MADISON MILLS: Simona, this is so fun to get to talk to someone who has a different view when we have the UBS saying we could even have a hike this year. So I very much appreciate you coming on and having this different view. I'm curious about something you just said about the election and how that could impact timing. Can you extrapolate that out for me and what your thinking is on that?

SIMONA MOCUTA: So it's never-- in an ideal situation, I think the Fed and any central bank would try to create a little bit of space around big political events just so that no wrong conclusions are being drawn or equal signs being put between an action that they may take based on macro data and the interpretation of that action in the context of the political event, right? So I think that's partly actually why the market has faded so many of the cuts because they probably-- there is an assumption there that the Fed cannot cut in September or cannot cut right after the election. I think the Fed can and if the data compels them to do will do so even if they don't make aggressive moves or significant moves until the fall. But it's something that in ideal situation, you probably want to avoid.
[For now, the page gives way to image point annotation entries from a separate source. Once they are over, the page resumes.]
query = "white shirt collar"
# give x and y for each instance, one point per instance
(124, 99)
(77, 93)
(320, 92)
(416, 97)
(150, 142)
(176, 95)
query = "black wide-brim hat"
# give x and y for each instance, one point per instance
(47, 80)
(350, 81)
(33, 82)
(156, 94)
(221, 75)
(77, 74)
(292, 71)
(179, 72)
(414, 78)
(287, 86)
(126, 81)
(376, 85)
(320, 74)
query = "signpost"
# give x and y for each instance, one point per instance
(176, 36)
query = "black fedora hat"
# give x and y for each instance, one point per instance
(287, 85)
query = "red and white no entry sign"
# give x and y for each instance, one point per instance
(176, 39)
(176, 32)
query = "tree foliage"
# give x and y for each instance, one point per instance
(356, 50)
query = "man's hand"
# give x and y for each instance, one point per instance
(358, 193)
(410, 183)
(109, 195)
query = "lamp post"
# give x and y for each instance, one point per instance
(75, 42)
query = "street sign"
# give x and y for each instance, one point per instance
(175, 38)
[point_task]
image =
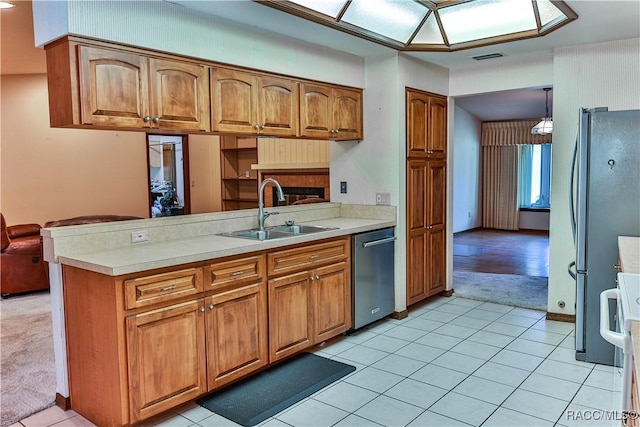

SEANA SMITH: Simona what would the fallout be if the Fed does not cut by July? We talked about the fact that you sent over in your notes and you mentioned briefly there just that could be a potential risk, a potential mistake. Why and what does that fallout look like?

SIMONA MOCUTA: I think it just-- I think it inflicts unnecessary pain. I think you-- I've heard you talk in an earlier segment about the consumer dynamics. I think it would be a mistake to equate the resilience of the economy so far with the idea that borrowing costs are not high. They are high and for an increasing number of consumers, especially those that do need credit, it's getting harder and harder and quite expensive to access it.

So why do that if you don't need to? At the end of the day, we heard from the Fed earlier that this inflation is reason enough for rate cuts. And you don't need to be at your target in order to begin the cutting cycle because we know it's a long process for these rate cuts to work through the economy.

So the idea of the long legs, the idea of controlling the narrative, I think it's a mistake for the Fed to tie its hands so tightly to any monthly data point, right, and become tied by a 0.358 or a 0.359. That is how the market may operate and even that is not always wise. But that's not how monetary policy should operate. And I think the focus should be much more on the longer term trend which remains one of disinflation.